Ore 9: call conference (Managers, #0)


Iniziare la mattina, alle 9, con una call conference in inglese stretto, stretto parlato da un tedesco o uno svizzero tedesco che si mangia le parole e tu non capisci una beata fava, ma sei di fianco alla Ceo e oltre a sorridere e annuire ogni tanto, ti fanno pure una domanda e cazzo tu devi dire qualcosa, qualsiasi cosa per non sembrare completamente stupida? Yes, of course.

Perché, a volte, cogli almeno una parola, un significato, un termine che ti pare di riconoscere e punti tutto su quello, per interpretare, seppur lontanamente, il cuore di questa incomprensibile conversazione. Perché a noi il video funzionava, allo svizzero tedesco no, per cui manco leggere il labiale è una soluzione percorribile, Capitano! Siamo fottuti.

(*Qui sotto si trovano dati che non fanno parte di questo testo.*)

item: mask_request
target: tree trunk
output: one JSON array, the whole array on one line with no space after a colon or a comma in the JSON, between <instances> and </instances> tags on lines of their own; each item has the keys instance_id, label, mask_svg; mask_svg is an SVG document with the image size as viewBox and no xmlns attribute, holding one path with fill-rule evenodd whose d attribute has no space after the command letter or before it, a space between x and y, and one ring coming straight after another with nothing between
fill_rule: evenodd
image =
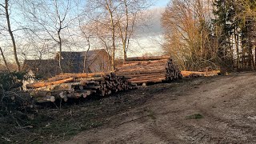
<instances>
[{"instance_id":1,"label":"tree trunk","mask_svg":"<svg viewBox=\"0 0 256 144\"><path fill-rule=\"evenodd\" d=\"M105 0L106 2L106 6L107 8L107 10L109 11L110 16L110 25L111 25L111 32L112 32L112 62L111 62L111 70L114 70L114 57L115 57L115 29L114 29L114 19L113 19L113 11L111 11L110 7L110 3L107 2L107 0ZM110 3L111 4L111 3Z\"/></svg>"},{"instance_id":2,"label":"tree trunk","mask_svg":"<svg viewBox=\"0 0 256 144\"><path fill-rule=\"evenodd\" d=\"M86 66L86 62L87 62L87 54L88 54L88 51L90 50L90 37L87 37L86 39L87 39L87 42L88 42L88 49L85 54L85 57L84 57L84 60L83 60L83 70L82 71L84 73L89 73L88 66Z\"/></svg>"},{"instance_id":3,"label":"tree trunk","mask_svg":"<svg viewBox=\"0 0 256 144\"><path fill-rule=\"evenodd\" d=\"M238 42L239 42L239 34L238 32L238 28L236 27L234 29L234 43L235 43L235 48L236 48L236 51L237 51L237 70L239 70L240 69L240 57L239 57L239 46L238 46Z\"/></svg>"},{"instance_id":4,"label":"tree trunk","mask_svg":"<svg viewBox=\"0 0 256 144\"><path fill-rule=\"evenodd\" d=\"M9 17L10 15L9 15L9 11L8 11L8 0L5 0L5 3L6 3L5 10L6 10L6 20L7 20L8 32L9 32L9 34L10 35L11 41L12 41L13 46L14 46L14 54L15 62L16 62L16 65L17 65L17 69L18 69L18 71L20 71L21 70L21 66L19 64L19 62L18 62L18 56L17 56L16 42L15 42L15 39L14 39L14 36L13 31L11 30L11 28L10 28L10 17Z\"/></svg>"},{"instance_id":5,"label":"tree trunk","mask_svg":"<svg viewBox=\"0 0 256 144\"><path fill-rule=\"evenodd\" d=\"M1 55L2 55L2 57L3 62L5 62L6 67L6 69L7 69L8 72L10 72L10 69L9 69L9 66L8 66L8 64L7 64L7 62L6 62L6 57L5 57L5 55L3 54L2 47L0 47L0 52L1 52Z\"/></svg>"},{"instance_id":6,"label":"tree trunk","mask_svg":"<svg viewBox=\"0 0 256 144\"><path fill-rule=\"evenodd\" d=\"M58 66L59 69L61 70L61 73L63 73L62 68L62 38L60 34L61 31L60 30L58 30L58 46L59 46L59 54L58 54Z\"/></svg>"}]
</instances>

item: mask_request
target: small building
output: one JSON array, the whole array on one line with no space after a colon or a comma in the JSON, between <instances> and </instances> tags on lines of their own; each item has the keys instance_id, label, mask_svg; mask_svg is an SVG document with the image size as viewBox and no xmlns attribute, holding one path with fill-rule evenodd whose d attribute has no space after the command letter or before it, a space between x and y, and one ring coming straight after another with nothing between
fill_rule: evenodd
<instances>
[{"instance_id":1,"label":"small building","mask_svg":"<svg viewBox=\"0 0 256 144\"><path fill-rule=\"evenodd\" d=\"M110 67L110 56L104 50L94 50L81 52L62 51L60 69L58 52L53 59L25 60L22 70L31 70L34 75L45 78L62 73L96 73L107 72Z\"/></svg>"}]
</instances>

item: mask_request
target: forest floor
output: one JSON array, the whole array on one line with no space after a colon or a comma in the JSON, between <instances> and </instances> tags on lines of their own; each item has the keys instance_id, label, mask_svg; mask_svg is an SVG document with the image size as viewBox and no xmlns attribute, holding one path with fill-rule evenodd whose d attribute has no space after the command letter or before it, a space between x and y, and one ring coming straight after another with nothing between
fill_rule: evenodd
<instances>
[{"instance_id":1,"label":"forest floor","mask_svg":"<svg viewBox=\"0 0 256 144\"><path fill-rule=\"evenodd\" d=\"M255 73L140 87L38 110L22 134L0 124L0 142L255 143Z\"/></svg>"}]
</instances>

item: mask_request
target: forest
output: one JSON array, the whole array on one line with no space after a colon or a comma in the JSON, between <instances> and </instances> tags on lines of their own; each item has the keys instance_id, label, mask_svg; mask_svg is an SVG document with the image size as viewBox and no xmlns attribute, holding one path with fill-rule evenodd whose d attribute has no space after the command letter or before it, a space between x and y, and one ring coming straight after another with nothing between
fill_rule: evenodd
<instances>
[{"instance_id":1,"label":"forest","mask_svg":"<svg viewBox=\"0 0 256 144\"><path fill-rule=\"evenodd\" d=\"M161 18L162 55L186 70L254 70L255 5L254 0L170 1ZM126 59L134 33L147 26L150 15L145 11L154 2L5 0L0 6L2 70L21 70L26 59L94 47L109 53L114 70L117 54Z\"/></svg>"},{"instance_id":2,"label":"forest","mask_svg":"<svg viewBox=\"0 0 256 144\"><path fill-rule=\"evenodd\" d=\"M173 0L162 14L163 48L183 70L255 70L254 0Z\"/></svg>"},{"instance_id":3,"label":"forest","mask_svg":"<svg viewBox=\"0 0 256 144\"><path fill-rule=\"evenodd\" d=\"M255 38L256 0L0 0L0 143L255 143Z\"/></svg>"}]
</instances>

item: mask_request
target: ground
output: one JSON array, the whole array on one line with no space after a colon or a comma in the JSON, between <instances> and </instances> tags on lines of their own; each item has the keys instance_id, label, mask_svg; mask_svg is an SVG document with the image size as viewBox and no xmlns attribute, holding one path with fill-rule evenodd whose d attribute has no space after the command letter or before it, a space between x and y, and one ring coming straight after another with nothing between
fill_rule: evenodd
<instances>
[{"instance_id":1,"label":"ground","mask_svg":"<svg viewBox=\"0 0 256 144\"><path fill-rule=\"evenodd\" d=\"M40 110L29 123L33 128L26 128L26 141L3 138L35 143L255 143L255 86L256 74L243 73L140 87ZM39 118L44 120L38 122Z\"/></svg>"}]
</instances>

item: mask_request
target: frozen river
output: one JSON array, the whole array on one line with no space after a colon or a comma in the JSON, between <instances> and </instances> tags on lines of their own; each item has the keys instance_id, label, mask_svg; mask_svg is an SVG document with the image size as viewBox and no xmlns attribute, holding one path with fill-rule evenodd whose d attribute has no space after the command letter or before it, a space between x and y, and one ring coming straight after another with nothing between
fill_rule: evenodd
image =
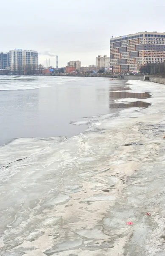
<instances>
[{"instance_id":1,"label":"frozen river","mask_svg":"<svg viewBox=\"0 0 165 256\"><path fill-rule=\"evenodd\" d=\"M9 119L8 125L2 116L6 140L10 139L7 128L12 131L14 120L19 129L11 138L23 137L0 147L1 256L164 256L165 86L95 78L72 82L64 78L64 84L59 86L56 78L34 79L40 84L43 79L42 87L29 85L25 90L20 86L18 91L11 82L7 91L1 83L1 106L11 106L15 93L15 104L20 102L22 109L17 109L18 116L22 120L26 101L23 104L16 99L31 93L31 100L26 100L31 104L26 105L34 105L34 110L28 107L24 111L25 123L31 124L28 129L17 122L15 111L11 110L16 118L13 122ZM46 87L47 79L50 84ZM54 84L50 85L50 81ZM26 87L30 84L25 81ZM53 113L49 115L47 107L51 111L50 106L56 103L61 109L54 100L57 88L60 97L65 95L62 101L67 108L64 116L52 109L62 130L60 119L65 117L67 128L60 134L60 129L55 128L44 134L44 120L39 122L36 116L45 109L44 118L50 122ZM81 96L75 105L70 102L70 108L67 101L76 89ZM42 96L38 99L42 107L37 110L32 95L39 95L40 91ZM70 113L74 106L77 109L74 116ZM6 116L9 112L7 109ZM36 117L31 119L33 113ZM37 127L37 123L34 136L31 127ZM20 135L22 130L25 134ZM3 128L4 136L5 131ZM129 221L131 226L126 225Z\"/></svg>"},{"instance_id":2,"label":"frozen river","mask_svg":"<svg viewBox=\"0 0 165 256\"><path fill-rule=\"evenodd\" d=\"M125 86L104 78L0 76L0 145L16 138L79 133L91 119L124 107L114 104L124 92L113 91Z\"/></svg>"}]
</instances>

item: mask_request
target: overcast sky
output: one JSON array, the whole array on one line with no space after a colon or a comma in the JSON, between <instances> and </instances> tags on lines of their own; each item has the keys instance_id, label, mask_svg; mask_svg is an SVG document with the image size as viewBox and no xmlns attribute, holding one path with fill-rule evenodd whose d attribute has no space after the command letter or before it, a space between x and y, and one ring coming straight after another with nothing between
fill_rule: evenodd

In queste situazioni cerco di mantenere una faccia intelligente, quasi arguta, di una che pensa, pensa, talmente pensa che non può neanche essere interrotta in questo pensiero invadente. Così non si sente l’enorme punto interrogativo che aleggia nel mio cervello e nel mio cuore. Di cosa sta parlandooooo? Sento l’eco dei miei pensieri. Anche fissare l’orchidea può servire, perché dà l’idea che si stia formando un pensiero che tra un po’ sarà esternato. Tra un po’, forse.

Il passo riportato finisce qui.